C’est pour cela que 10 cantons ont lancé le référendum et que la Conférence des directeurs des gouvernements cantonaux appelle à voter NON. Le Centre et l’UDC ont soutenu le référendum au motif que les conjoint-es devraient remplir 2 déclarations plutôt qu’une (« monstre bureaucratique »).
Cette révision contient un enjeu féministe différemment apprécié par les Femmes socialistes et la Commission féministe de l’Union syndicale suisse (USS).
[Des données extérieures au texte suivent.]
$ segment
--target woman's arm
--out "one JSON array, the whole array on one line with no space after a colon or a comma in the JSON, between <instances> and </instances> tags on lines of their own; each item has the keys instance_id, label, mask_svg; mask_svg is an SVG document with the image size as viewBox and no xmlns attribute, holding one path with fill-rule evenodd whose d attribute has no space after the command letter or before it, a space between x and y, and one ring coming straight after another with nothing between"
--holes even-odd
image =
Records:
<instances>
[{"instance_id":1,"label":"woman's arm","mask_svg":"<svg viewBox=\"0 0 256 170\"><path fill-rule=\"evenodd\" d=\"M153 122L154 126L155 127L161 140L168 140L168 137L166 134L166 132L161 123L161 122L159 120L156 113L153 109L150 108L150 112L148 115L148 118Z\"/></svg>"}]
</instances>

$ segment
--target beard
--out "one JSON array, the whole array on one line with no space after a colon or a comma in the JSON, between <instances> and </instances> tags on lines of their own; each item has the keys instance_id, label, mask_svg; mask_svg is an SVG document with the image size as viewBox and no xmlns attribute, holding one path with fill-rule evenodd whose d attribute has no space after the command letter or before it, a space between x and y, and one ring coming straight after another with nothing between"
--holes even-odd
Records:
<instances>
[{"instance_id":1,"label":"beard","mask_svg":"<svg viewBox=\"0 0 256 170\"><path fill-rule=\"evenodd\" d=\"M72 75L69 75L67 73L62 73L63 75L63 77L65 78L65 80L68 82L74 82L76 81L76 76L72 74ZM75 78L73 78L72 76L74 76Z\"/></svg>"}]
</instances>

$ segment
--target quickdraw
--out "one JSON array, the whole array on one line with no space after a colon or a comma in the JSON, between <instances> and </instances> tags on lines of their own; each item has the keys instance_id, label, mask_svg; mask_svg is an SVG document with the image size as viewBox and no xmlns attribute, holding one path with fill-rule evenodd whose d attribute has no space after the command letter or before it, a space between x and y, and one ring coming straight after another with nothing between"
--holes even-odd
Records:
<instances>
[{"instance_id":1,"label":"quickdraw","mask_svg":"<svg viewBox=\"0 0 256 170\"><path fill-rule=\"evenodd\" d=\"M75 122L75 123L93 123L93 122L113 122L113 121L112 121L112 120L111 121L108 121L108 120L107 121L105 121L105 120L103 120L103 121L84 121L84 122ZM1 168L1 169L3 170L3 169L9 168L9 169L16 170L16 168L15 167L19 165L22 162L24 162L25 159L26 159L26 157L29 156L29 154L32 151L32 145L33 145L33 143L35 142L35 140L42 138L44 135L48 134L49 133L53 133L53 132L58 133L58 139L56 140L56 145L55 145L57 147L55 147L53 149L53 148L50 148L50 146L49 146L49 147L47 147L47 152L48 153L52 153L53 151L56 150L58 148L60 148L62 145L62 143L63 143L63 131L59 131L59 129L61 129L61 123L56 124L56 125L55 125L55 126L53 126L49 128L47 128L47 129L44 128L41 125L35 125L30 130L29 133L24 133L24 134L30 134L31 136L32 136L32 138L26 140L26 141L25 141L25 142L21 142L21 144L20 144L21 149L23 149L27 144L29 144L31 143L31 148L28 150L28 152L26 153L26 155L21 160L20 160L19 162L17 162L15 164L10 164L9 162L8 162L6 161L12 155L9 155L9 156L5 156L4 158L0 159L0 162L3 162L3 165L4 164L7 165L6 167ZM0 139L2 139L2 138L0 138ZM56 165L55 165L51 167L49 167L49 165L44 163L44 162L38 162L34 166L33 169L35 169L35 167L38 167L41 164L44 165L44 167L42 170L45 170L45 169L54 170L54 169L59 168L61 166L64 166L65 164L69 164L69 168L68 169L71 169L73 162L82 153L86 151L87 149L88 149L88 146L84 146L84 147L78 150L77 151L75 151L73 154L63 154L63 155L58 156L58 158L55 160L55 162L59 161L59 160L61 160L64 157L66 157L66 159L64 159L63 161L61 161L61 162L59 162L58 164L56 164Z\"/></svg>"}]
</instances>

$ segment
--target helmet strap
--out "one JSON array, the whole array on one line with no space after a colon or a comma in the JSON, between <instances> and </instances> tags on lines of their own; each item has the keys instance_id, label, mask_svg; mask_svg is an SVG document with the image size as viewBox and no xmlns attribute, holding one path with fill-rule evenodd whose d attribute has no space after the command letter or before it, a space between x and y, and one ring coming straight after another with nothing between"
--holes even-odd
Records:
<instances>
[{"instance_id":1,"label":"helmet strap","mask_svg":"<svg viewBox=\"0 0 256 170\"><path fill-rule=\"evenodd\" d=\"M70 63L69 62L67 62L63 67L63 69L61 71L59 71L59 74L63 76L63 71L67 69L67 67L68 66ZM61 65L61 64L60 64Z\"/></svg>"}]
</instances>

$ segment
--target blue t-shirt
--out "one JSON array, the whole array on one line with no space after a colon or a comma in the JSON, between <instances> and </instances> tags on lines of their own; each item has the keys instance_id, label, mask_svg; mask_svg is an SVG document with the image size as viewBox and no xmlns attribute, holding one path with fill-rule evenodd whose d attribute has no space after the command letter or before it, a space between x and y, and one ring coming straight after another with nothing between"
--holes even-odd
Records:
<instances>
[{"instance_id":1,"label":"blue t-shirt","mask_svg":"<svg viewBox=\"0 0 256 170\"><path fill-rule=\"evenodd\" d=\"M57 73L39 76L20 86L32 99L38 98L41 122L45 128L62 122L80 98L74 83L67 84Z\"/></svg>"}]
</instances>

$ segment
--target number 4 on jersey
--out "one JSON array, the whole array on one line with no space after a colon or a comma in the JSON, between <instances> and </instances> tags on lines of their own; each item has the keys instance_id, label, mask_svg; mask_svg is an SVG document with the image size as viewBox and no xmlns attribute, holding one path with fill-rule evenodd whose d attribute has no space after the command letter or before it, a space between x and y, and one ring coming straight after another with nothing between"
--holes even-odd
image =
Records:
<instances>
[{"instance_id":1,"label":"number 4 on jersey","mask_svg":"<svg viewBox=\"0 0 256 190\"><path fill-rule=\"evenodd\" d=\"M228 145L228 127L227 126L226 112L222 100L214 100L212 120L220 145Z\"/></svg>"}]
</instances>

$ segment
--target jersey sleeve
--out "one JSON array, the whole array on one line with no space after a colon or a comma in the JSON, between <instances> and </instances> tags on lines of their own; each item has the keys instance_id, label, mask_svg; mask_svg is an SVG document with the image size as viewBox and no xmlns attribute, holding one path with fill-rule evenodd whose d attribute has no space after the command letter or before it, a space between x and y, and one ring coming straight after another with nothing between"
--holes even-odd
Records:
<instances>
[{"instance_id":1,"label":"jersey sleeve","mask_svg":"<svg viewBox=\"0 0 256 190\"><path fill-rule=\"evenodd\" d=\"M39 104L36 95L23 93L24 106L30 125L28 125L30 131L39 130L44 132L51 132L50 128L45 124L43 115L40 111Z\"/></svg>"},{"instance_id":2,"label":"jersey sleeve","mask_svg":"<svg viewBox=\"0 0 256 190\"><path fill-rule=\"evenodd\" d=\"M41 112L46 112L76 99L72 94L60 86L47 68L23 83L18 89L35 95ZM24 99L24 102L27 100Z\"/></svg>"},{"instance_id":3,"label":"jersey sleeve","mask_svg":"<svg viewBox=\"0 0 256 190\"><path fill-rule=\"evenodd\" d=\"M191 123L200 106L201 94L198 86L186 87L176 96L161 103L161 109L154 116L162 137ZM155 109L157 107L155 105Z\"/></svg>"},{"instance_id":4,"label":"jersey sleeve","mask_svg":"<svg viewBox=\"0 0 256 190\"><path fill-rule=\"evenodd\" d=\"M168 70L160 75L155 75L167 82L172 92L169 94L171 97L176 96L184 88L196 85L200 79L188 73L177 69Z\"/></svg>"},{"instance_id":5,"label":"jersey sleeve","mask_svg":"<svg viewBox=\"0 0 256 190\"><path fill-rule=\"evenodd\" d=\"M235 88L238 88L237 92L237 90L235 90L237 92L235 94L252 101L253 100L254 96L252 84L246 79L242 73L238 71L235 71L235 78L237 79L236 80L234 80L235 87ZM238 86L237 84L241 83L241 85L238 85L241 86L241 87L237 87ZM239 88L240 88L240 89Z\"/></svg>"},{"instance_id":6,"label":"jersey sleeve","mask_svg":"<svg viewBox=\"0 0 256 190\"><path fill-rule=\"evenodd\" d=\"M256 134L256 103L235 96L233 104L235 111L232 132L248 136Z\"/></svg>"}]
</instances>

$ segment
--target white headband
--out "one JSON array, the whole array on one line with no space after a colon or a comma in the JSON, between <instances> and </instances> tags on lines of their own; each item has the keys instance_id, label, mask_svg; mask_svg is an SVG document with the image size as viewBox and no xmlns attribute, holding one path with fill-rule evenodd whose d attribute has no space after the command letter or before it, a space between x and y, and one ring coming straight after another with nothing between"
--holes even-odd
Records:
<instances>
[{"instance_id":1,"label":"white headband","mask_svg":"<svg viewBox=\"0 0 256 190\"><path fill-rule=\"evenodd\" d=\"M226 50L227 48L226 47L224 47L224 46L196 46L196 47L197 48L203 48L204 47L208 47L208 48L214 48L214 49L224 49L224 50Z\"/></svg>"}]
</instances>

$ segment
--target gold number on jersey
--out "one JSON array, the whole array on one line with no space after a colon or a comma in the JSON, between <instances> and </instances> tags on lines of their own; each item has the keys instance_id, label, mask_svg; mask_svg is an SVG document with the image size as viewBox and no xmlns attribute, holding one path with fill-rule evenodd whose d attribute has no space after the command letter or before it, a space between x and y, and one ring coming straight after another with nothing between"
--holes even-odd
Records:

Résumé sommairement :
Pour les Femmes socialistes, l’imposition commune est une barrière à l’activité professionnelle des femmes mariées, parce qu’augmenter le taux d’activité ou prendre un emploi peut induire une charge fiscale plus importante dans le système actuel que si les conjoint-es étaient imposé-es individuellement. Celui-ci renforce ainsi des stéréotypes de rôle archaïques.
Pour les féministes de l’USS, la révision est avant tout une nouvelle baisse d’impôts profitant aux ménages les plus riches. Les salariées des classes populaires et moyennes n’ont en général pas le loisir de se demander s’il est plus intéressant de limiter les revenus pour ne pas payer plus d’impôts. Par contre, les conséquences budgétaires vont impacter les prestations sociales et le service public (réduction des primes, bourses, crèches, etc.). Les premières victimes de ces coupes seront les femmes bénéficiaires des prestations, mais aussi celles actives dans le secteur public (petite enfance, soins, éducations).
Lors de l’Assemblée générale du Parti socialiste genevois, une majorité s’est dégagée en faveur du OUI.